Battery Charger for Solar Panel

Thread Starter

tofino

Joined Feb 18, 2011
13
I have a 90 watt solar panel and 100A lead acid battery feeding a 12V DC led light bulb from dusk to dawn. There is a controller with low voltage disconnect at 11.5V and low voltage reconnect at 12V, presumably this function is to prevent the battery from being over drained.

This tiny system works OK in the summer months, but not so in the winter months, especially when there are days of snow. There is not enough sunlight to charge up the battery. Very often, the battery just goes dead.

One solution I can think of is to tie the battery to a battery charger at all times. Nowadays battery chargers can cut itself off when the battery is full.

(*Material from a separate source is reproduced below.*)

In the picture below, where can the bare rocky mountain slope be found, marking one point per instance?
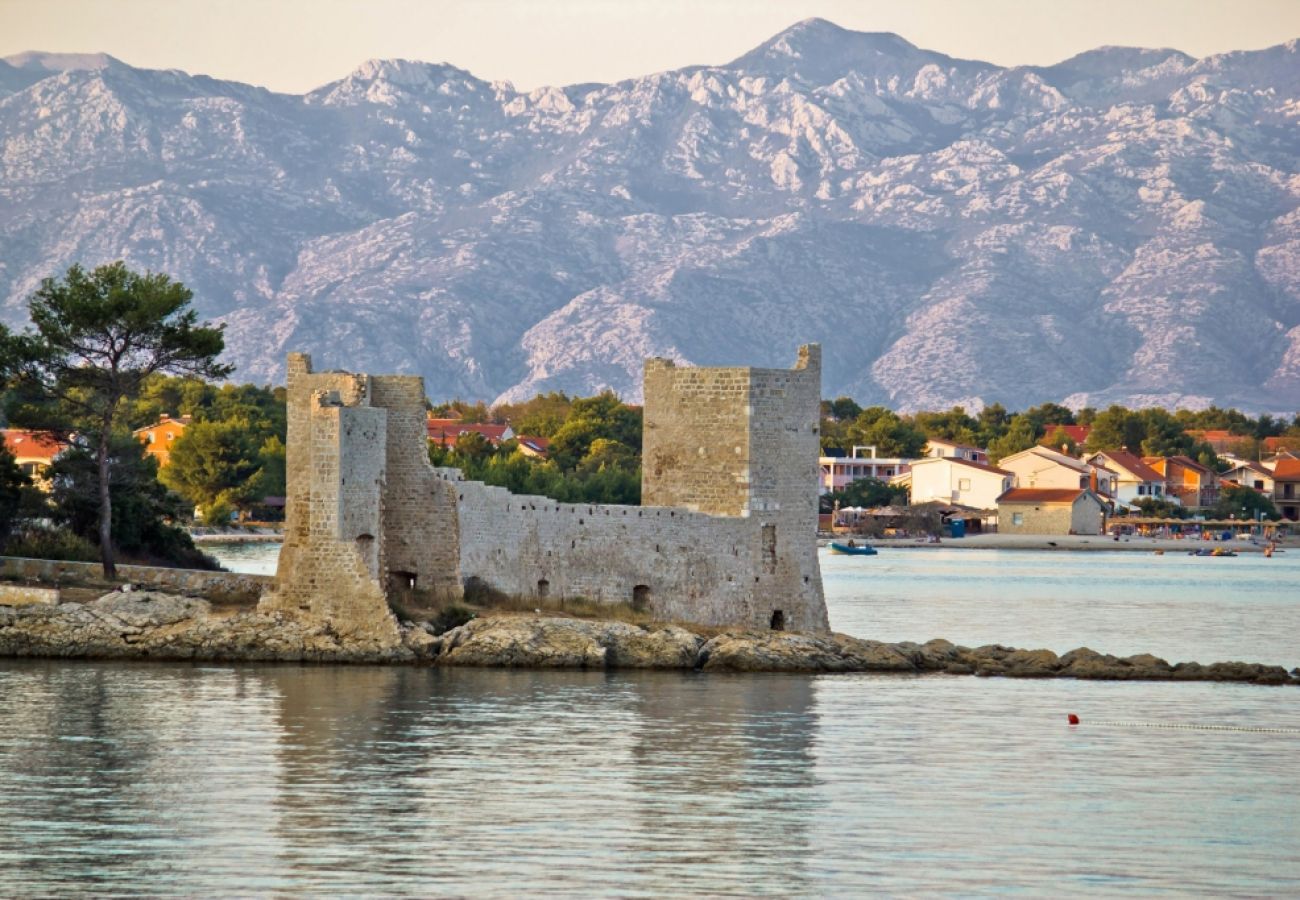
(1121, 226)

My question is whether there is a way to activate the battery charger only when the battery goes down to say 11.5V or higher and deactivate when the battery is full, thereby making full use of the solar energy stored, Thanks.
 

Dodgydave

Joined Jun 22, 2012
8,680
You can leave the charger connected all the time, sla batteries can be trickled charged, just put a diode in series with the charger to drop the voltage to 11.5V, then when the sun shines your solar panel takes over.
 

Thread Starter

tofino

Joined Feb 18, 2011
13
You can leave the charger connected all the time, sla batteries can be trickled charged, just put a diode in series with the charger to drop the voltage to 11.5V, then when the sun shines your solar panel takes over.
Thanks. Intelligent battery chargers automatically go on standby when the battery is fully charged. With the diode in series, dropping the voltage to 11.5V, would this make the battery charger think the battery still needs charging, stays on even when the solar panel has taken over and the battery fully charged.
 

Dodgydave

Joined Jun 22, 2012
8,680
No the battery charger will continue to charge the battery on trickle, when the solar kicks in it will take over and trickle charge as normal or boost up the battery, when the solar panel is in darkness or winter months the battery charger takes over, you can't over charge a lead acid, they self regulate.
 

wayneh

Joined Sep 9, 2010
16,162
You might want 2 or 3 diodes in series. The charger will try to hold ~13.7V on the battery when the battery is fully charged. It will cycle on and off at that voltage. If you want the cycling on/off to start when the battery is at 11.5V, that's a voltage difference of 2.2V. That's very nearly 3 diode drops.
 

wayneh

Joined Sep 9, 2010
16,162
You want a diode with a current rating at least as high as your panel's short-circuit current. That current should rarely be seen, but a dead battery or an accidental short could send it that high. It usually costs a only little to add additional capacity. You obviously need a reverse voltage of at least 15V or so but any diode you look at will have that.
 

Thread Starter

tofino

Joined Feb 18, 2011
13
Thanks for the advises. I'll look up data sheets to find the appropriate diode. I am now confident that my batteries would survive the coming winter months.